Les différences techniques (pour les discussions sérieuses)
Les pneus
Route: 25–32 mm
Gravel: 35–50 mm
VTT: 55–65 mm
Le gravel se situe exactement entre les deux mondes.
La géométrie
Un vélo gravel possède généralement :
un empattement plus long
un angle de direction plus ouvert
une position légèrement plus relevée
Résultat :
Plus de stabilité sur terrain irrégulier.
La position
Sur un vélo de route : position agressive et aérodynamique
Sur un gravel : position plus confortable, plus stable et pensée pour les longues distances
Parce qu’en gravel, certaines sorties dépassent facilement : 200 à 300 kilomètres.
Et à cette distance, le confort devient soudain une technologie très intéressante.
Ce qui est amusant : ce ne sont presque jamais les routiers qui critiquent
On pourrait croire que les routiers sont les plus sceptiques.
Après tout, le gravel ressemble quand même beaucoup à un vélo de route avec des pneus plus larges.

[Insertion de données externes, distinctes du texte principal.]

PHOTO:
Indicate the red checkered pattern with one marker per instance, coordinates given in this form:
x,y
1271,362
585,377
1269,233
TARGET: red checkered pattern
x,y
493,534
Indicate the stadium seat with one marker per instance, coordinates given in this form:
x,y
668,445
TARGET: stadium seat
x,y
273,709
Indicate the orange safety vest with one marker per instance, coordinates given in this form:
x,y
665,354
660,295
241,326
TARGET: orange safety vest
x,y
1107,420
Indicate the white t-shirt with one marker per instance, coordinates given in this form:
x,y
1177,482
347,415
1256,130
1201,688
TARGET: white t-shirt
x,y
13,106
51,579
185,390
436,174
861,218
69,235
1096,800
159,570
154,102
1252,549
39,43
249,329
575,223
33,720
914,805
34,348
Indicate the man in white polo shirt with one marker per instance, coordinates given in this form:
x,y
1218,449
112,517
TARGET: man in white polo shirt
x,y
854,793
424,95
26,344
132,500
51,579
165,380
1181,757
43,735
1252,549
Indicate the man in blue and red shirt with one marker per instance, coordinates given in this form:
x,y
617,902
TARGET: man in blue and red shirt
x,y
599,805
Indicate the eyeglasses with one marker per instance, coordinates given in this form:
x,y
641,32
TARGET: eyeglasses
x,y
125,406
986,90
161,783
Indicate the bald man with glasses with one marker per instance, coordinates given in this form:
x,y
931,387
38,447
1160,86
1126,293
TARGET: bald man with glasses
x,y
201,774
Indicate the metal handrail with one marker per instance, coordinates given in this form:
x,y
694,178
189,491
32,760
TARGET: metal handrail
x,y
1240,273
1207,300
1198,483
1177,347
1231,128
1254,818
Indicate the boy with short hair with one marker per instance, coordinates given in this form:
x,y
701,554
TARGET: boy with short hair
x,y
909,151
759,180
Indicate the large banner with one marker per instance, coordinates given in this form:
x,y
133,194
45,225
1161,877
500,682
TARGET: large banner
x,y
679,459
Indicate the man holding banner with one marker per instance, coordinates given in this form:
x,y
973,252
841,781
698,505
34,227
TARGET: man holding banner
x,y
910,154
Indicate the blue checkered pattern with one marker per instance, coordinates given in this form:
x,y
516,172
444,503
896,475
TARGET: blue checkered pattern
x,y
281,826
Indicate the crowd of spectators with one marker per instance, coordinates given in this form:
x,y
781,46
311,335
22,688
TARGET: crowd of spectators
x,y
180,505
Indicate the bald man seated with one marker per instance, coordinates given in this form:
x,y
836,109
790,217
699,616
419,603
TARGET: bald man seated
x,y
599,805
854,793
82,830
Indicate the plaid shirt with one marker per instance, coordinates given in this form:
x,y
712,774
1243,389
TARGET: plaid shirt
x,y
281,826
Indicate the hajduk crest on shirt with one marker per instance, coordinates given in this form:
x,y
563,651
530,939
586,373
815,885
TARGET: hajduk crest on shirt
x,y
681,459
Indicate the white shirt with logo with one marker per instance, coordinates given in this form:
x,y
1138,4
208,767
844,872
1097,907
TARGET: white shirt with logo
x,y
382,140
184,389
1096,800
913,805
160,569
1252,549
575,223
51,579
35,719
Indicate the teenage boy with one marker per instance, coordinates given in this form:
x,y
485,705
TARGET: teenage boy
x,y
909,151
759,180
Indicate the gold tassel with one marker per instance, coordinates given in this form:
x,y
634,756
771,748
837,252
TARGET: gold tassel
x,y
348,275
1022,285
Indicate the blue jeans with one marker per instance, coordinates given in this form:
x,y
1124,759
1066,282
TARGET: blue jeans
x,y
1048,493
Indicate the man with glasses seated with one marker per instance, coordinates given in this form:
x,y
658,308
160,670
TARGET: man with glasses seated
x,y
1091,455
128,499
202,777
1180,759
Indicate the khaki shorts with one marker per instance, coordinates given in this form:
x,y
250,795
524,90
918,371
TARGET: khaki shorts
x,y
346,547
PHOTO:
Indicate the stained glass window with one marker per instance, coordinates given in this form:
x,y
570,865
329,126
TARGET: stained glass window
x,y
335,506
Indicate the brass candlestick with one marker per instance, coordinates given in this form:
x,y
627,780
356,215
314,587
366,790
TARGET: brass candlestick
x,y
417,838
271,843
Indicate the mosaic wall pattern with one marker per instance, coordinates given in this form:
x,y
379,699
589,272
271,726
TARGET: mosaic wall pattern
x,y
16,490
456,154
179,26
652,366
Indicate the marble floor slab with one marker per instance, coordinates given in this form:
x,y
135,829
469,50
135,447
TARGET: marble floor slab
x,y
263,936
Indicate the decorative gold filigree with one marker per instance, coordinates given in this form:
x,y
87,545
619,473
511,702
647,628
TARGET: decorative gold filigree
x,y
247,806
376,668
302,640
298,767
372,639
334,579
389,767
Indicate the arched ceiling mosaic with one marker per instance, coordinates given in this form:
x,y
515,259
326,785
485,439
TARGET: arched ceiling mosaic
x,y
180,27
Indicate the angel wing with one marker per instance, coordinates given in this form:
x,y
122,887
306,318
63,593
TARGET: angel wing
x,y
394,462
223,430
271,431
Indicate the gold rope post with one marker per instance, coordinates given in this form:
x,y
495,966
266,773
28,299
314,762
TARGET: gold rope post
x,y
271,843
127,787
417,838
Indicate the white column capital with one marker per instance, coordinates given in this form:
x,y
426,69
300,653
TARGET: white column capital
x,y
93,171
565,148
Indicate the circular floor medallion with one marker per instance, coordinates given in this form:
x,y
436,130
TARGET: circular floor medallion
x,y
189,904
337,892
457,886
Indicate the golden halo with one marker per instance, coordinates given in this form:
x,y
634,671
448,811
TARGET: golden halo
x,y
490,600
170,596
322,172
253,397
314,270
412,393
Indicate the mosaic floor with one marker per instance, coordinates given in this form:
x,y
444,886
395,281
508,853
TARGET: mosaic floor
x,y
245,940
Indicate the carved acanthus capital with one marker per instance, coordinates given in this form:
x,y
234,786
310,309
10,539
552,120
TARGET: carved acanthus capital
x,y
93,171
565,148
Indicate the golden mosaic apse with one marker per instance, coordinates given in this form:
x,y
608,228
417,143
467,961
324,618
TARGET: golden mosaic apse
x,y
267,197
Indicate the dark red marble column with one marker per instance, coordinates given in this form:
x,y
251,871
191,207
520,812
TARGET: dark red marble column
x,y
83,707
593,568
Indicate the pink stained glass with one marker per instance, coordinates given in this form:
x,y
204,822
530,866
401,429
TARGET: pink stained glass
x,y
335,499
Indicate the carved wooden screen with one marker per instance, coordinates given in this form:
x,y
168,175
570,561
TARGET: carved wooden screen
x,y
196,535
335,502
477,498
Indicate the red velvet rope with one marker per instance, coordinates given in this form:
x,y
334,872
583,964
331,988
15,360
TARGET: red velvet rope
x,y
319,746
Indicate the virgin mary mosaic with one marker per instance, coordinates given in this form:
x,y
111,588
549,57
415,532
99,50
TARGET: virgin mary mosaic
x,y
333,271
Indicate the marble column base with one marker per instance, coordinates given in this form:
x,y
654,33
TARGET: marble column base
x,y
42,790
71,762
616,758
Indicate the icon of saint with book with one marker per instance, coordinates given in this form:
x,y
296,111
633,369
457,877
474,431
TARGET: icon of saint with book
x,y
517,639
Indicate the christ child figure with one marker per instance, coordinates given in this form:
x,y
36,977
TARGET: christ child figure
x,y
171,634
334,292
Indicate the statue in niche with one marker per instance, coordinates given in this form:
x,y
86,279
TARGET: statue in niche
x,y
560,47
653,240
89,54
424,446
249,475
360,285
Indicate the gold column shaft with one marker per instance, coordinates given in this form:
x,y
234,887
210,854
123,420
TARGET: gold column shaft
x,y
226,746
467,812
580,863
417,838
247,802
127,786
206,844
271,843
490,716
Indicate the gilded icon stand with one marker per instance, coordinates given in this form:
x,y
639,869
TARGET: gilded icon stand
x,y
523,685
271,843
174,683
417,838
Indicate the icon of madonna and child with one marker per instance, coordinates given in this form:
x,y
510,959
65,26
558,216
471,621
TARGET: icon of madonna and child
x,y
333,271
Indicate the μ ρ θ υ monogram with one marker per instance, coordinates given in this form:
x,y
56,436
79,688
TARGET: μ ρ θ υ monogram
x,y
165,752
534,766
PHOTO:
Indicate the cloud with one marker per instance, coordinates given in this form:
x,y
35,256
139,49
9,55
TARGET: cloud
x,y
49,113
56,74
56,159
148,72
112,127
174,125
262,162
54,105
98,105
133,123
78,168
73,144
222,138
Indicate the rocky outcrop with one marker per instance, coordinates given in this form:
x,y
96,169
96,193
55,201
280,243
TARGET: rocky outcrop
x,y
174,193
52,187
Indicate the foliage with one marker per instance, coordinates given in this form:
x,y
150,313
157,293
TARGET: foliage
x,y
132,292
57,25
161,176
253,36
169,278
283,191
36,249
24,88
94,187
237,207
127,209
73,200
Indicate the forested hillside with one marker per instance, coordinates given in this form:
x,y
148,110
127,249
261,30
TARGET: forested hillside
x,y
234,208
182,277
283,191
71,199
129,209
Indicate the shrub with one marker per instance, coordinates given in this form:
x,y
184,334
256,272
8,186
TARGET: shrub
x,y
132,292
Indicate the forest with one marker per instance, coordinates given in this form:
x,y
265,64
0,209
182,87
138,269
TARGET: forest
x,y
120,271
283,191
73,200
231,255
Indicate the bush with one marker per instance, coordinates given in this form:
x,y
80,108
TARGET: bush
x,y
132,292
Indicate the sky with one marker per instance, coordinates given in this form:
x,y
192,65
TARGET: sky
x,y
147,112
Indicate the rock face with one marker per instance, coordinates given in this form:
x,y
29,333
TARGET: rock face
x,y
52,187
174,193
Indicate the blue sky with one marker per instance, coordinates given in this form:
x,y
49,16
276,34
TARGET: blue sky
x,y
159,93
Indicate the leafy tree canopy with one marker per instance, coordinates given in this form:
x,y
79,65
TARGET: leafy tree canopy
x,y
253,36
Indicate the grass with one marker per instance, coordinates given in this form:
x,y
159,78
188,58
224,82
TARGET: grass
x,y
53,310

Mais dans la vraie vie, ce n’est presque jamais eux qui posent des questions.
Un routier regarde souvent un gravel et dit :
« Ah oui, gravel. Ça doit être sympa pour l’hiver. »
Et la conversation s’arrête là.
Curieusement, les débats viennent plus souvent… du côté du VTT.
Probablement parce que le gravel roule parfois sur leur terrain.
Mais il ne joue pas au même jeu.
Le VTT adore :
les singletracks
les descentes techniques
les terrains très cassants
Le gravel adore :
les pistes forestières
les routes blanches
les chemins agricoles
les longues aventures
Deux mondes différents.
Les 5 profils de personnes qui critiquent le gravel
Avec un peu d’expérience, on finit par reconnaître les profils.
1 Le pur vététiste
Phrase typique :
« Mais pourquoi tu ne prends pas un VTT ? »
Réponse :
Parce que je roule parfois 200 km dans la journée.
Et pousser 14 kg de suspension pendant 12 heures devient un peu fatigant.
2 Le routier très sérieux
Phrase typique :
« Oui mais c’est lent. »
Réponse :
Sur route parfaite, oui... et encore...
Sur un parcours route + chemins + pistes ?
Le gravel devient soudain beaucoup plus rapide.
3 Le sceptique marketing
Phrase typique :
« C’est une mode. »
Réponse :
La mode dure depuis :
plus de 15 ans aux États-Unis
plus de 10 ans en Europe
Certaines modes ont une endurance impressionnante.
4 Le technicien
Phrase typique :
« Ça ne passe pas dans les vrais chemins. »
Réponse :
Exact.
Mais ce n’est pas le but.
Le vélo gravel n’essaie pas d’être meilleur qu’un VTT.
Il essaie d’être plus polyvalent.
5 Celui qui n’a jamais essayé
C’est le profil le plus fréquent.
Et la discussion se termine souvent par :
« Tu veux essayer ? »
Et curieusement…
Les critiques disparaissent souvent après la première sortie.
Une image simple pour comprendre

Conclusion
Le vélo gravel n’est pas un mauvais vélo de route.
Ce n’est pas un VTT raté.
C’est simplement un vélo qui pose une question différente.
Le vélo de route demande : où est la belle route ?
Le VTT demande : où est le sentier ?
Le vélo gravel demande simplement : où veux-tu aller ?
Et parfois, cette simple question ouvre des chemins incroyables.